PixyMisa
Persnickety Insect
Not until you:- Try this. It isn't actually my primary reason for believing the 'number' of potential selves to be infinite, but it seems to work, so I'll try it this time.
- If you accepted that the universe, or universes, will never end, would you accept that there is an infinity of potential selves?
- Precisely define self.
- Precisely define potential self in relation to self.
- Show that there is an infinity of such.
- Show that your definition of self maps at least as closely to observed reality as any other definition.
The problem is that there isn't an infinity of potential selves, any more than there is an infinite number of potential poker hands.
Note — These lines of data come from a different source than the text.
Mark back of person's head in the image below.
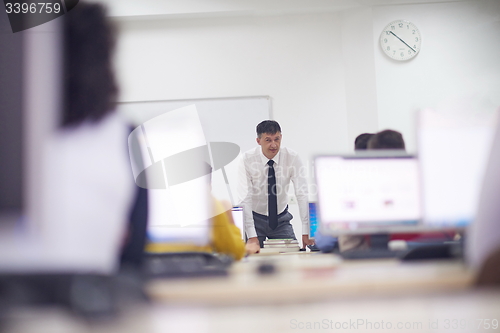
[257,120,281,138]
[354,133,375,150]
[367,130,405,149]
[61,2,118,127]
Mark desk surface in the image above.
[147,253,473,304]
[5,254,500,333]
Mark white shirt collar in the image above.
[259,146,281,165]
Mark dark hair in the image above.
[354,133,375,150]
[61,1,118,127]
[368,130,405,149]
[257,120,281,138]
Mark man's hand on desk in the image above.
[245,237,260,254]
[302,235,314,249]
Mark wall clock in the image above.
[380,20,422,61]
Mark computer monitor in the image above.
[129,106,211,246]
[309,202,319,239]
[417,109,496,229]
[231,207,246,241]
[315,151,422,236]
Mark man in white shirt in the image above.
[240,120,314,247]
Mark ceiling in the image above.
[90,0,465,19]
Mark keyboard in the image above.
[340,249,407,260]
[143,252,232,278]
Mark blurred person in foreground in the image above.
[44,2,134,274]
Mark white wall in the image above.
[118,14,347,159]
[113,0,500,241]
[373,0,500,151]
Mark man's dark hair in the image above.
[368,130,405,149]
[354,133,375,150]
[257,120,281,138]
[61,1,118,127]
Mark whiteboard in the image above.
[118,96,271,206]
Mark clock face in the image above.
[380,20,422,61]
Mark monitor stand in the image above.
[340,234,406,259]
[340,234,463,261]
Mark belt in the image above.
[252,205,288,219]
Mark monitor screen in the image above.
[418,109,496,228]
[309,202,319,239]
[134,106,214,246]
[231,207,245,240]
[315,151,421,235]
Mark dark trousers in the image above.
[252,208,297,247]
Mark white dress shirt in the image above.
[239,146,309,238]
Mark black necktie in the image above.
[267,160,278,230]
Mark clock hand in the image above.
[389,31,417,53]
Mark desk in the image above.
[147,253,473,304]
[6,254,500,333]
Self - human identity - is brain function, and brains are finite, so the number of distinct selves is necessarily also finite.
And of course, even if you could demonstrate all the above points (which you can't) this would still get you precisely nowhere, because your argument is statistically invalid and proves nothing no matter what numbers you plug into it.
And even that ignores the problem that people are not immortal, as demonstrated by all the dead ones. You are trying to overturn every scientific experiment and observation ever based solely on your lack of understanding of proper statistical method.
Worse, it contradicts the second law of thermodynamics.
Sir Arthur Stanley Eddington said:The law that entropy always increases holds, I think, the supreme position among the laws of Nature. If someone points out to you that your pet theory of the universe is in disagreement with Maxwell's equations — then so much the worse for Maxwell's equations. If it is found to be contradicted by observation — well, these experimentalists do bungle things sometimes. But if your theory is found to be against the second law of thermodynamics I can give you no hope; there is nothing for it but to collapse in deepest humiliation.